The HMM-based Speech Synthesis System (HTS) has been developed by the HTS working group and others (see Who we are and Acknowledgments). The training part of HTS has been implemented as a modified version of HTK and released as a form of patch code to HTK. The patch code is released under a free software license. However, it should be noted that once you apply the patch to HTK, you must obey the license of HTK. Related publications about the techniques and algorithms used in HTS can be found here.

HTS version 2.2 includes deterministic annealing EM algorithm in parameter estimation step, KLD-based state-mapping and cross-lingual speaker adaptation, minimum generation error (MGE) training, and other minor new features. Many bugs in HTS version 2.1.1 were also fixed. HTS does not include any text analyzers but the Festival Speech Synthesis System (English, Spanish, etc.), DFKI MARI Text-to-Speech System (German, English, etc.), Flite+hts_engine (English), Open JTalk (Japanese), or other text analyzers can be used with HTS. HTS slides are also released as a tutorial of HMM-based speech synthesis.

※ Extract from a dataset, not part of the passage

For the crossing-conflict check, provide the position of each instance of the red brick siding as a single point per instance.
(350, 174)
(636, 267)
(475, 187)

This distribution includes demo scripts for training speaker-dependent and speaker-adaptive systems using CMU ARCTIC database (English). For training other voices, demo scripts using Nitech database (Portuguese, Japanese, and Japanese Song) are also released.


  • December 25, 2014

    HTS version 2.3 beta was released to the hts-users ML members.

  • December 25, 2012

    HTS version 2.3 alpha was released to the hts-users ML members.

  • July 7, 2011

    HTS version 2.2 was released.
    Its new features are

    • HERest:
      • Support DAEM algorithm in parameter estimation step.
    • HHEd:
      • Support KLD-based state-mapping and cross-lingual speaker adaptation.
      • Context-clustering can be started in the middle of the tree building.
    • HMgeTool:
      • Add ECD-based MGE traning command, HMgeTool.
    • HSMMAlign:
      • Add stand-alone HSMM based forced-alignment command, HSMMAlign.
    • Demo scripts:
      • Change sampling frequency from 16kHz to 48kHz.
      • Support bark critical-band based aperiodic measure.
      • Change speaker and singer of Brazilian Portuguese and Japanese song demo, respectively.
    • Slides:
      • Release slides as a tutorial of HMM-based speech synthesis.